Che i contribuenti italiani paghino ancora, sotto forma di accise sui carburanti, per la guerra di Abissinia del 1935 o per la crisi di Suez del 1956 oppure per il disastro del Vajont del 1963 o per tutti i terremoti del Dopoguerra, fino alla missione in Libano del 1982, ebbene, che paghino ancora per le mille emergenze italiane è cosa forse poco nota ai più, ma che rientra nel folklore fiscale del Belpaese. Tutto è cambiato, insomma, ma le tasse «bugiarde» sono diventate parte del patrimonio nazionale: e poco conta che, come è stato osservato, la continuità del prelievo sia paradossale come l’insussistenza della motivazione iniziale. Non appartengono, però, al folklore, né per l’entità né per la pervasività tentacolare, quelle che potremmo definire le tasse «nascoste» di Regioni e Comuni: quella miriade di addizionali, tributi aggiuntivi, balzelli e bolli vari che un malinteso federalismo regionale (o un più sostanziale regionalismo scriteriato) ha prodotto e moltiplicato negli ultimi due decenni.

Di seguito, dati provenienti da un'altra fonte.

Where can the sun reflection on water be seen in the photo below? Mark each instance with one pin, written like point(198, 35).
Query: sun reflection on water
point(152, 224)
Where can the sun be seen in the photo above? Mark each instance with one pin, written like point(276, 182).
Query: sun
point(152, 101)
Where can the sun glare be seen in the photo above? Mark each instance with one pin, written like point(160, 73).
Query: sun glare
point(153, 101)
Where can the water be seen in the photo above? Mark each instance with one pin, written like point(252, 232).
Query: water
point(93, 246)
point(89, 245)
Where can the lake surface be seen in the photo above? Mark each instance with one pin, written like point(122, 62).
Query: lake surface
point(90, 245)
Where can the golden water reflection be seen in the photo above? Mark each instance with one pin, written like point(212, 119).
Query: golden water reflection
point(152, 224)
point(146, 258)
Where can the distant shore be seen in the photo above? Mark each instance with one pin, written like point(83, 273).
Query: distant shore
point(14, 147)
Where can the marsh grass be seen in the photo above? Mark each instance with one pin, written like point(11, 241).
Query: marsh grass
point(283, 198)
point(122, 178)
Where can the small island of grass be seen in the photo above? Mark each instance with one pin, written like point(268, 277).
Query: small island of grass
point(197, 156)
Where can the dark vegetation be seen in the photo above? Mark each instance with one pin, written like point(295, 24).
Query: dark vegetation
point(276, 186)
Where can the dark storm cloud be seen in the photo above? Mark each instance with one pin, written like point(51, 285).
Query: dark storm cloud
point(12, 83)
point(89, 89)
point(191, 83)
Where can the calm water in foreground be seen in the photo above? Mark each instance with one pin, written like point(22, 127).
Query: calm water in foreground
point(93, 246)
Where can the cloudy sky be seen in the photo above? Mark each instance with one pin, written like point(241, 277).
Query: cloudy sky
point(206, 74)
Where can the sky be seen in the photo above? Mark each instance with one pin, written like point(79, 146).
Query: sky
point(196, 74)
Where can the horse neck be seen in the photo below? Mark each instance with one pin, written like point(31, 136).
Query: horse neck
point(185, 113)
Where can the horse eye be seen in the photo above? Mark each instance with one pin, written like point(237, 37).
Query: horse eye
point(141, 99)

Stiamo parlando di aliquote per imposte che si aggiungono a quelle che si versano allo Stato centrale, ma che riconosciamo e consideriamo con difficoltà, celate e camuffate come sono nelle mille righe della dichiarazione dei redditi. Imposte che gravano in maniera pesante sui redditi di famiglie e imprese e che, quel che è peggio, sono il frutto di una duplicazione o triplicazione irresponsabile dei poteri pubblici. Senza che per giunta vi sia la possibilità di comparare il peso della stangata tra le differenti regioni e tra la miriade di comuni. Quantomeno per punire elettoralmente chi bastona di più.